Кейт. Как дровосек, описанный Кольриджем, который с таким благоговением созерцал подобное явление, когда он
Sees full before him gliding without tread
An image with a glory round its head,
This shade he worships for its golden hues,
And makes (not knowing) that which he pursues.
Атертон. Таким был бог многих мистиков. Он воспарит над средствами, опытом, историей, внешним откровением и закончит тем, что примет туманный отблеск собственного образа за Божество.
Гауэр. Но мы не должны забывать, что, согласно Плотину, всякое чувство личности утрачивается во время экстаза, и он рассматривал бы любой свет или форму (представленные тому, что можно назвать его церебральным зрением) как знак того, что транс еще не завершен. Он жаждет ускользнуть от всего, что может быть различимо, ограничено или изображено, в безграничную пустоту.
Атертон. Совершенно верно. И именно эта крайность отрицания и абстракции, которой примечателен Плотин, делает его единственным, ради кого стоит так много говорить. Его философия и философия его преемников, ошибочно принятая за платонизм, должна была развратить христианскую церковь. В течение сотен лет будет существовать череда прелатов, священников или монахов, в чьих глазах холодные утонченности Плотина будут практически, хотя и не признанно, рассматриваться как представляющие Бога гораздо достойнее, чем великая простота и выразительная образность языка Писания. Ибо вместо Бога христиан будет подставлен тот возвышенный шифр, придуманный Плотином — то пустое нечто, о котором нельзя сказать, что оно существует, ибо оно выше существования.

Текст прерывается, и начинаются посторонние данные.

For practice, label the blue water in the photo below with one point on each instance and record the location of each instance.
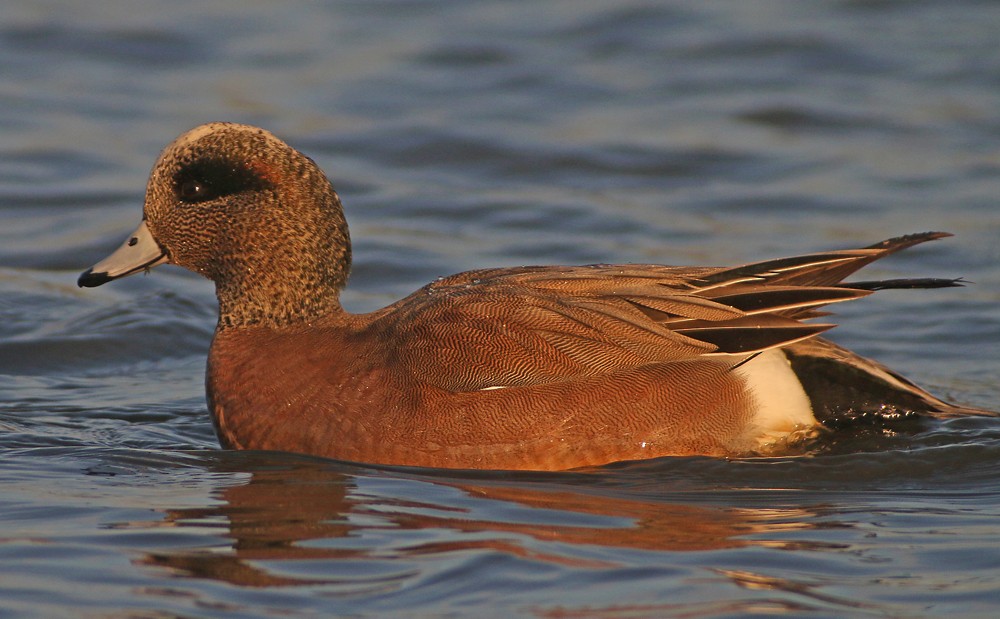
(471, 134)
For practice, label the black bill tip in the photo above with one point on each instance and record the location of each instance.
(89, 279)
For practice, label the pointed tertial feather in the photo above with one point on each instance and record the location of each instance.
(820, 269)
(773, 299)
(747, 337)
(903, 284)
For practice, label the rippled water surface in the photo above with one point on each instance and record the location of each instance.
(470, 134)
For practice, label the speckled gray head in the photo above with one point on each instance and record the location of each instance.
(239, 206)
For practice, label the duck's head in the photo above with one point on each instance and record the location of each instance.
(239, 206)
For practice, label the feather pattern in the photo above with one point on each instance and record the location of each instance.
(534, 325)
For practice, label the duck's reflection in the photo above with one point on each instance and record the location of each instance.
(313, 510)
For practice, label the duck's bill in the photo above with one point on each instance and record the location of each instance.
(139, 252)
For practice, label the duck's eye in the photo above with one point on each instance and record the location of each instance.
(209, 179)
(193, 190)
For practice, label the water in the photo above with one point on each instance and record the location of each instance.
(470, 134)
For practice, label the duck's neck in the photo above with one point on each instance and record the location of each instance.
(291, 276)
(255, 303)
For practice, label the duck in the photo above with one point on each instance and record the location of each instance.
(516, 368)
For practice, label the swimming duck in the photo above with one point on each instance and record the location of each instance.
(539, 367)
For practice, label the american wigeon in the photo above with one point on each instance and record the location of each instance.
(542, 367)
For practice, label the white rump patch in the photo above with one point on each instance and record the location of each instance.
(783, 407)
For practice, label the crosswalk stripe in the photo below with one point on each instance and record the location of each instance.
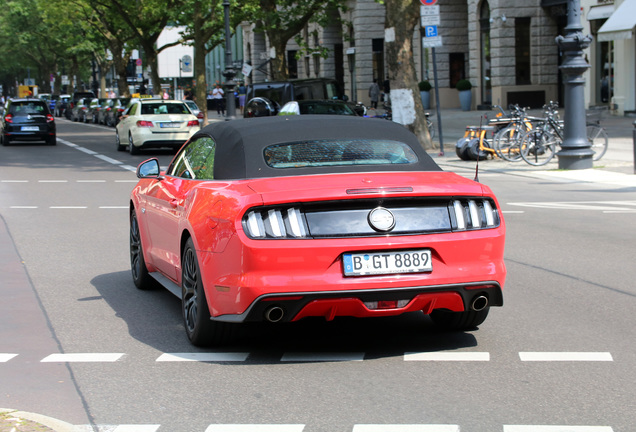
(447, 356)
(551, 428)
(405, 428)
(82, 357)
(255, 428)
(565, 356)
(321, 357)
(5, 357)
(202, 357)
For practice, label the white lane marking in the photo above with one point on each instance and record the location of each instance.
(447, 356)
(136, 428)
(109, 160)
(5, 357)
(255, 428)
(202, 357)
(554, 428)
(565, 356)
(87, 151)
(118, 428)
(321, 357)
(405, 428)
(580, 205)
(82, 357)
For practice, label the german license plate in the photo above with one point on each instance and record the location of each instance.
(377, 263)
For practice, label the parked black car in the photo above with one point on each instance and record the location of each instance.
(27, 119)
(119, 105)
(80, 109)
(61, 104)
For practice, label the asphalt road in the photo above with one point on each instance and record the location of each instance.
(559, 353)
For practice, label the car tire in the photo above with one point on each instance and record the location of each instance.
(131, 146)
(201, 330)
(466, 320)
(141, 277)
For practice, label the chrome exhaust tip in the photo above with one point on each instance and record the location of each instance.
(479, 303)
(274, 314)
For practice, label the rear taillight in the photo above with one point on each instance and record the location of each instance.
(275, 223)
(473, 214)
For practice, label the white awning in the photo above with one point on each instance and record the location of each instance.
(600, 12)
(621, 24)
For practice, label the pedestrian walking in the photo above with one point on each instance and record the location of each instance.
(218, 96)
(374, 93)
(242, 91)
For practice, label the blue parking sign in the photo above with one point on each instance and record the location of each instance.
(430, 31)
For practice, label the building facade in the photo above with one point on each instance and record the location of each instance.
(507, 50)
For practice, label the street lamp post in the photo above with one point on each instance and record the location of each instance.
(576, 152)
(229, 72)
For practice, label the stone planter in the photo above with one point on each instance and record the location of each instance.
(465, 99)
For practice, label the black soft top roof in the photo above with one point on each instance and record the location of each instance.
(240, 143)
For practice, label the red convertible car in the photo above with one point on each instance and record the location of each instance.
(277, 219)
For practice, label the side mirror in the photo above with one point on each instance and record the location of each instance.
(149, 168)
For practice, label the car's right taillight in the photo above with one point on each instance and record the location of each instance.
(470, 214)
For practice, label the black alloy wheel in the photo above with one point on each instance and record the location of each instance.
(141, 277)
(201, 330)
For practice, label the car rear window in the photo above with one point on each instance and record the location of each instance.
(25, 108)
(338, 153)
(164, 108)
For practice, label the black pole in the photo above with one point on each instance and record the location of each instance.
(229, 72)
(576, 152)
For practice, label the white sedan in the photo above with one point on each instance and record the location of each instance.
(154, 123)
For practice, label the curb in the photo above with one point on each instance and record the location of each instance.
(36, 422)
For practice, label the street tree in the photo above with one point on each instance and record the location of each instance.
(400, 20)
(282, 20)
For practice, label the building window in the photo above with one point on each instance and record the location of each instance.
(522, 51)
(292, 64)
(456, 65)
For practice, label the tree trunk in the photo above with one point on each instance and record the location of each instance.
(401, 18)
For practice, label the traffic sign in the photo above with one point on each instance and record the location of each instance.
(430, 31)
(432, 42)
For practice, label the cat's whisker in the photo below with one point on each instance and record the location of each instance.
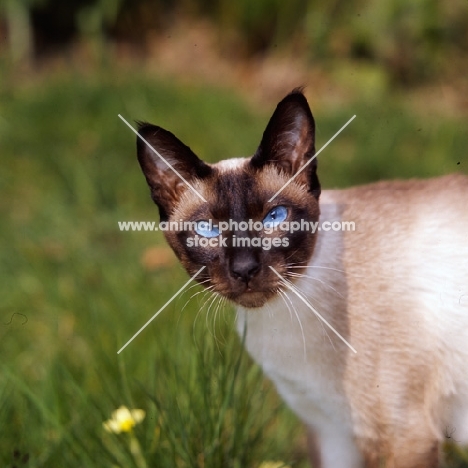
(301, 275)
(312, 308)
(296, 290)
(285, 296)
(200, 308)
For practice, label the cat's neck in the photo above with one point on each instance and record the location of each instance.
(322, 284)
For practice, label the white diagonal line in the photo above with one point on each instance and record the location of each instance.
(159, 154)
(160, 310)
(306, 302)
(312, 158)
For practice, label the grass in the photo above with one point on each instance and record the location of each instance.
(74, 289)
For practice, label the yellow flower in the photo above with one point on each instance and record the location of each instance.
(273, 464)
(123, 420)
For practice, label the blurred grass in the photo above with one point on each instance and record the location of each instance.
(74, 289)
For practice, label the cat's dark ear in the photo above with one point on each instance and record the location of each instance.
(289, 141)
(165, 176)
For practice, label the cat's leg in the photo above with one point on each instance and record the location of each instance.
(331, 448)
(412, 452)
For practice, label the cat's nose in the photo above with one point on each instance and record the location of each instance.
(244, 266)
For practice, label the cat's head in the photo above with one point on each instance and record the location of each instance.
(223, 195)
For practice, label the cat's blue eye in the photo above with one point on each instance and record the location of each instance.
(205, 229)
(275, 216)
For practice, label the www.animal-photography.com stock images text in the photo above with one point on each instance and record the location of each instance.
(235, 234)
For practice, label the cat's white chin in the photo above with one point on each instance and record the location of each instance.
(251, 299)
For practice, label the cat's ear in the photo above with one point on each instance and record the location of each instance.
(289, 141)
(165, 176)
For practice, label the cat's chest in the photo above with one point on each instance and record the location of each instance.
(300, 356)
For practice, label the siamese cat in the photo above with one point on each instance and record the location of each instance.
(364, 332)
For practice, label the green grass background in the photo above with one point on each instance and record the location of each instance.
(73, 288)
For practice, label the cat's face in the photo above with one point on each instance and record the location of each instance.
(231, 226)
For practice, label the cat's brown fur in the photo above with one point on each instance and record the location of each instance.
(395, 289)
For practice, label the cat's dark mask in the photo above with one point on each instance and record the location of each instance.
(187, 189)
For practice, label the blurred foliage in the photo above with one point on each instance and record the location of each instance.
(412, 41)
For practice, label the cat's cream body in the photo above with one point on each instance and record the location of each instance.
(395, 289)
(398, 292)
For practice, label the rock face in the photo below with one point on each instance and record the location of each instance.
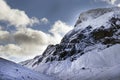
(92, 46)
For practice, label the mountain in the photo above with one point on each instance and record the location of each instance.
(12, 71)
(91, 51)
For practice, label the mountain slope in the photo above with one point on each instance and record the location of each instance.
(13, 71)
(93, 46)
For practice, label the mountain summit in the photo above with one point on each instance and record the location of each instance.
(91, 51)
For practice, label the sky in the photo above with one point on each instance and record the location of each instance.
(27, 27)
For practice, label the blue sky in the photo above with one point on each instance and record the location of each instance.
(27, 27)
(64, 10)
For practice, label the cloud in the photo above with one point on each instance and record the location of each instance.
(110, 1)
(44, 20)
(15, 17)
(26, 42)
(113, 2)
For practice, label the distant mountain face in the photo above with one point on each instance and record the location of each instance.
(13, 71)
(92, 46)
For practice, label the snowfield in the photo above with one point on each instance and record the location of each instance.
(13, 71)
(91, 51)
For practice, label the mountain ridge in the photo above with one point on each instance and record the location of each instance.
(93, 45)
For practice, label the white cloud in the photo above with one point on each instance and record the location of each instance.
(27, 42)
(44, 20)
(110, 1)
(15, 17)
(113, 2)
(118, 5)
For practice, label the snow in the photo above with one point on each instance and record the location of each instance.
(99, 62)
(13, 71)
(96, 63)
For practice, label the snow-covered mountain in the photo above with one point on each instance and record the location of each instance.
(12, 71)
(91, 51)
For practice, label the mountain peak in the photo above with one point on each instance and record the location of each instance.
(94, 13)
(92, 46)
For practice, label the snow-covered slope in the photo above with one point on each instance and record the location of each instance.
(13, 71)
(91, 51)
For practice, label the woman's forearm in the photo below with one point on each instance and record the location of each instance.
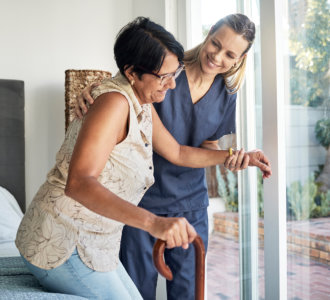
(199, 158)
(93, 195)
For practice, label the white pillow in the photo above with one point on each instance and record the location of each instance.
(10, 216)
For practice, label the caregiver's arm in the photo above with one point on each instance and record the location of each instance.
(104, 126)
(165, 145)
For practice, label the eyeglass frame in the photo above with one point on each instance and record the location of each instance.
(166, 76)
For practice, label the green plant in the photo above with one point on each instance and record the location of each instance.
(227, 189)
(322, 132)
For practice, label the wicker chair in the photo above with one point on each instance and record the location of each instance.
(75, 82)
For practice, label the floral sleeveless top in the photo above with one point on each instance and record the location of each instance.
(55, 224)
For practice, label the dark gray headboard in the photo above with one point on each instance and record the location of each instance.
(12, 145)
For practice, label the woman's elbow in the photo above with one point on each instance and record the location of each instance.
(71, 187)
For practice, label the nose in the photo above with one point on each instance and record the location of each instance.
(171, 84)
(219, 58)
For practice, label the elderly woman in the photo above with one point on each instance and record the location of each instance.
(199, 111)
(70, 236)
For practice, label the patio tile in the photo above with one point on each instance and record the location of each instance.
(307, 279)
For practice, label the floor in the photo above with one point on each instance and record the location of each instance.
(307, 279)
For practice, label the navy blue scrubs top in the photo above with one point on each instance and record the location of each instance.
(180, 189)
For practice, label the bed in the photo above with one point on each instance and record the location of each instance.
(16, 282)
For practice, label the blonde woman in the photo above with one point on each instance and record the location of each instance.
(199, 111)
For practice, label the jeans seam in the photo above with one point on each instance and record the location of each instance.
(77, 276)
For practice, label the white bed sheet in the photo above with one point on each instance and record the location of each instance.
(10, 218)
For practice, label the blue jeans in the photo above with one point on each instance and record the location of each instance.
(75, 278)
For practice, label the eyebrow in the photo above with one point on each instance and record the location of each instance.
(170, 72)
(219, 44)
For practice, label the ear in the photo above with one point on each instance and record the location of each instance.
(130, 75)
(209, 33)
(241, 58)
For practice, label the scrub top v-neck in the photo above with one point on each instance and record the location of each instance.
(179, 189)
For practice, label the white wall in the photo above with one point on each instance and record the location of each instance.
(41, 39)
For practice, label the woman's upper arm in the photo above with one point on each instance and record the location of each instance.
(162, 140)
(102, 128)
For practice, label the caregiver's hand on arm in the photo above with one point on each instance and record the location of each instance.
(103, 128)
(165, 145)
(236, 162)
(260, 160)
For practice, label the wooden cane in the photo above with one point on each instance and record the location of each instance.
(164, 270)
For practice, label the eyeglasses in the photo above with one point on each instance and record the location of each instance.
(165, 78)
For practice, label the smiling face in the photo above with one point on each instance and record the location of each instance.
(222, 50)
(149, 88)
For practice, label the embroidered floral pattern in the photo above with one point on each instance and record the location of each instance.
(55, 224)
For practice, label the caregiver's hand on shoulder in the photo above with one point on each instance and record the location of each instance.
(260, 160)
(239, 160)
(85, 97)
(176, 232)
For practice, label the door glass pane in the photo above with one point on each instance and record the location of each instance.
(307, 123)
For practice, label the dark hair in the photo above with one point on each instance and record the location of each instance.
(143, 43)
(241, 24)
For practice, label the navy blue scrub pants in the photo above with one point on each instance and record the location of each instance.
(136, 256)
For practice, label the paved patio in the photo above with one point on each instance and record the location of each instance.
(308, 279)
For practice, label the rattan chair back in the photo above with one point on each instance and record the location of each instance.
(75, 82)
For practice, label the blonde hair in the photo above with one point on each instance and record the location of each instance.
(242, 25)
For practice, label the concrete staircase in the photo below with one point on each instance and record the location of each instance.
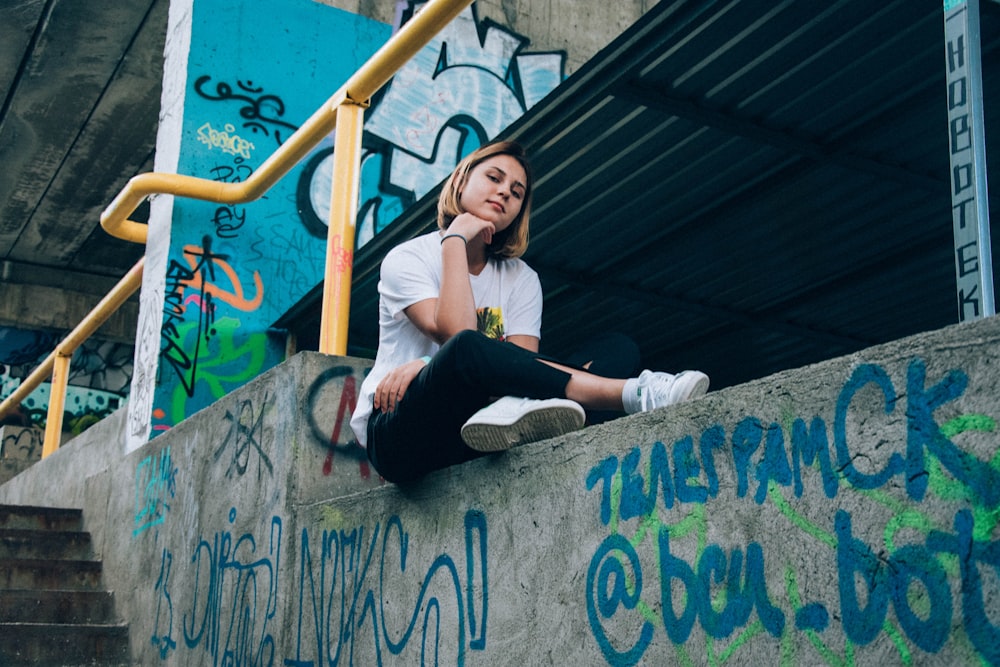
(53, 610)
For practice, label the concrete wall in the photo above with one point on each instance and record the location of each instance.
(840, 513)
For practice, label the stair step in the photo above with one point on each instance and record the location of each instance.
(42, 574)
(61, 545)
(34, 606)
(40, 518)
(23, 644)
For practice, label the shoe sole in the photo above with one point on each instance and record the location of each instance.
(688, 385)
(532, 426)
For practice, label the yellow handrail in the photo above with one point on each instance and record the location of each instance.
(354, 93)
(57, 363)
(343, 112)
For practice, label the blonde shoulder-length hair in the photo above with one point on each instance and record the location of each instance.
(513, 241)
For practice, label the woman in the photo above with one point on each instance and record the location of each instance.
(459, 325)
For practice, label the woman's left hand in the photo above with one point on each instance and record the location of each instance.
(390, 390)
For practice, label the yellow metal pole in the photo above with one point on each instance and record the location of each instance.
(57, 402)
(54, 363)
(340, 235)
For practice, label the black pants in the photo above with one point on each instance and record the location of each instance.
(469, 371)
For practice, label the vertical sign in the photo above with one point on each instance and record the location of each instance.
(966, 137)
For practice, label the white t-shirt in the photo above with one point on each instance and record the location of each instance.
(507, 294)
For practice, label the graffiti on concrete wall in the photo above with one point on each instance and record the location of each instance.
(469, 83)
(877, 531)
(336, 386)
(99, 376)
(234, 270)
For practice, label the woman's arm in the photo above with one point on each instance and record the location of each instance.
(455, 308)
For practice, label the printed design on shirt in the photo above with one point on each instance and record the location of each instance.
(489, 321)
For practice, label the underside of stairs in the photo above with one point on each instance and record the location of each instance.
(53, 608)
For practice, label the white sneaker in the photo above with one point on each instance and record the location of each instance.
(512, 421)
(659, 389)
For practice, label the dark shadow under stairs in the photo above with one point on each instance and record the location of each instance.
(53, 607)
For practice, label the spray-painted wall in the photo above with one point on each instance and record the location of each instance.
(240, 81)
(98, 381)
(843, 513)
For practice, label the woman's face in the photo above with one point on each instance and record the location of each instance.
(494, 190)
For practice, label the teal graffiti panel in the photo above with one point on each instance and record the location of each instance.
(255, 73)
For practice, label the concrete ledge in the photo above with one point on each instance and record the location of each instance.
(843, 512)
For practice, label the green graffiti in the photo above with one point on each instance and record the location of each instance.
(905, 523)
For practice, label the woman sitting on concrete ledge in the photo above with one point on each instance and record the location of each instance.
(459, 324)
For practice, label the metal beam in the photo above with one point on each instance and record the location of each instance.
(967, 140)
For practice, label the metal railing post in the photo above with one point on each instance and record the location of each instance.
(344, 112)
(340, 236)
(57, 403)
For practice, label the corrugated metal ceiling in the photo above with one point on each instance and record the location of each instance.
(745, 187)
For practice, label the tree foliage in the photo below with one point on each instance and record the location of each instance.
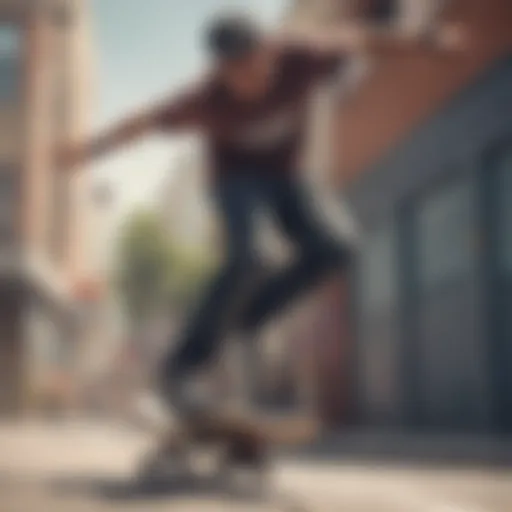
(152, 271)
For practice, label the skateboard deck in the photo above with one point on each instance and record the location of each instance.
(269, 429)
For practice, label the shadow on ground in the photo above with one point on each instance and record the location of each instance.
(395, 449)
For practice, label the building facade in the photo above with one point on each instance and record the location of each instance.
(45, 88)
(425, 161)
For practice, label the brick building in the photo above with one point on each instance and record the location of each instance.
(422, 151)
(45, 87)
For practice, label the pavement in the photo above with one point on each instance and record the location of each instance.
(86, 466)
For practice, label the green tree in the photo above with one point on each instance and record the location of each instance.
(154, 272)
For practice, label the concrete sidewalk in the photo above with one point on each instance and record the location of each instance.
(81, 465)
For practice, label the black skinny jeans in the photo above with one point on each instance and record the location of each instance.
(239, 298)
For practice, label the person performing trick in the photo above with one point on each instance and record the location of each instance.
(251, 109)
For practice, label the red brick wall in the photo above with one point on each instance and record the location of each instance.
(401, 92)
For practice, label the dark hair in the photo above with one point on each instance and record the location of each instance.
(232, 36)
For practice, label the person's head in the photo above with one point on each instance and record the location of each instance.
(241, 55)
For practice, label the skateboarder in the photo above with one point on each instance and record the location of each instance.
(251, 109)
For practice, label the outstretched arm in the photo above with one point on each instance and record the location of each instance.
(180, 113)
(356, 38)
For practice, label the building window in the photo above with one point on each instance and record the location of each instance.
(384, 10)
(446, 232)
(378, 277)
(10, 62)
(8, 204)
(504, 207)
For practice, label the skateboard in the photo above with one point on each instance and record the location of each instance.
(241, 443)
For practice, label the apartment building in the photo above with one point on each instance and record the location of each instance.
(45, 88)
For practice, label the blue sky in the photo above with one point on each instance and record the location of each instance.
(144, 49)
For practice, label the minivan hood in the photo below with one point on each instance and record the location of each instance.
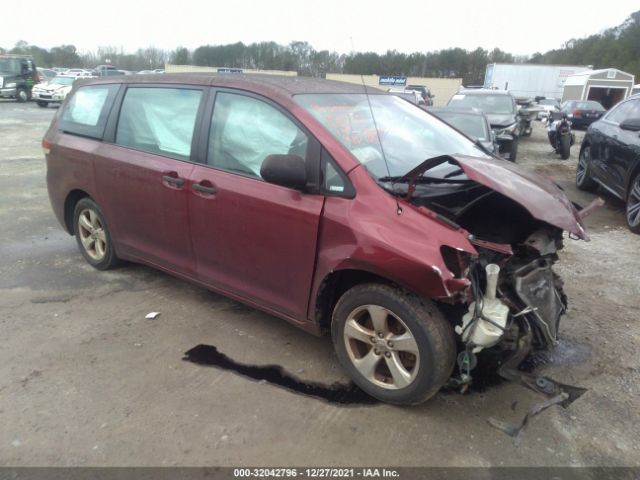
(498, 120)
(537, 194)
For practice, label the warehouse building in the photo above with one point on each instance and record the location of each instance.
(441, 88)
(169, 68)
(607, 86)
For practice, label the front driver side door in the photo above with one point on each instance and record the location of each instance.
(253, 239)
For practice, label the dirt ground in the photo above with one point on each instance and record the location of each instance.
(85, 379)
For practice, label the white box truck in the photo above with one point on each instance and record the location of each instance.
(525, 80)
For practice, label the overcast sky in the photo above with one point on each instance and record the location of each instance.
(518, 27)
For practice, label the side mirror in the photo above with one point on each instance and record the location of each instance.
(285, 170)
(631, 124)
(504, 138)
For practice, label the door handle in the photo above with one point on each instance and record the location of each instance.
(208, 190)
(178, 182)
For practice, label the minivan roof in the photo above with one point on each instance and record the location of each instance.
(271, 85)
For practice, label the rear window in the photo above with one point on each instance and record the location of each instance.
(159, 120)
(87, 111)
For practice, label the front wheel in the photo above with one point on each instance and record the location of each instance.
(396, 347)
(633, 205)
(565, 146)
(92, 235)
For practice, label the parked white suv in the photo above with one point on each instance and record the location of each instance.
(54, 91)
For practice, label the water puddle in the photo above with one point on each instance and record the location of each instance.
(337, 393)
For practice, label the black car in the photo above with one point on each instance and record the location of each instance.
(18, 75)
(501, 110)
(582, 113)
(473, 123)
(610, 157)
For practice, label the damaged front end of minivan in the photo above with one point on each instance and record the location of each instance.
(512, 300)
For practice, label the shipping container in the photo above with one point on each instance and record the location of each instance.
(529, 81)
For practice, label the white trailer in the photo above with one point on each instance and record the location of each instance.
(526, 80)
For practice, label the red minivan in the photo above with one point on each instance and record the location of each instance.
(335, 207)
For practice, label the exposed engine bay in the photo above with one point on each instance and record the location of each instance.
(515, 300)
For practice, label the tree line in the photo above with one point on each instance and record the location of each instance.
(618, 47)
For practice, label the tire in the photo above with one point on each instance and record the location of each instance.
(565, 146)
(583, 174)
(21, 95)
(368, 319)
(93, 236)
(513, 151)
(632, 212)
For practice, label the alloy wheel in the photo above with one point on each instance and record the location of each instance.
(381, 347)
(92, 234)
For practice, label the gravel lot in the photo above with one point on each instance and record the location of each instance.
(85, 379)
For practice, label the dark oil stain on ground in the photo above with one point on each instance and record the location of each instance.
(336, 393)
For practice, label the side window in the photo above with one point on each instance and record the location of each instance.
(87, 111)
(334, 181)
(621, 112)
(159, 120)
(244, 131)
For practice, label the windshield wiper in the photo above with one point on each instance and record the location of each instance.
(425, 179)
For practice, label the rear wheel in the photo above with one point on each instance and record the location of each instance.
(92, 235)
(565, 146)
(396, 347)
(633, 205)
(583, 176)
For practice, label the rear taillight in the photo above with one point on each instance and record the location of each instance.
(46, 147)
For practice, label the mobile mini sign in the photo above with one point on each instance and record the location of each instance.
(393, 81)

Подождите момент — позвольте мне перебрать четки и попытаться пересчитать доктрины, с которыми мы будем снова и снова встречаться в тех формах христианского мистицизма, где преобладает неоплатонический элемент — зародыши всего этого лежат в Плотине.
Существует, прежде всего, принцип отрицания; что все так называемые проявления и откровения Бога на самом деле скрывают его; что никакой аффирматив не может быть предикатирован о нем, потому что он выше всех наших позитивных концепций; что все символы, фигуры, медиумы, частичные представления должны быть полностью отброшены, потому что, будучи конечными, они бесконечно не дотягивают до Бесконечного.
Здесь мы погружены ниже человечности — наше знание состоит в невежестве — наше видение во тьме.
Следующий шаг мгновенно поднимает нас от этого унизительного ограничения к Божеству — «ставит ноги наши на пространном месте», как выражались поздние мистики — даже в бесконечность, и на время отождествляет нас с Богом.
Поскольку частичный конечный способ познания Бога столь никчемен, чтобы познать его истинно, мы должны ускользнуть от конечного, от всех процессов, всех медиумов, от самих даров Божьих к самому Богу, и познать его непосредственно, полностью, бесконечным способом — принимая или будучи принятыми в него напрямую.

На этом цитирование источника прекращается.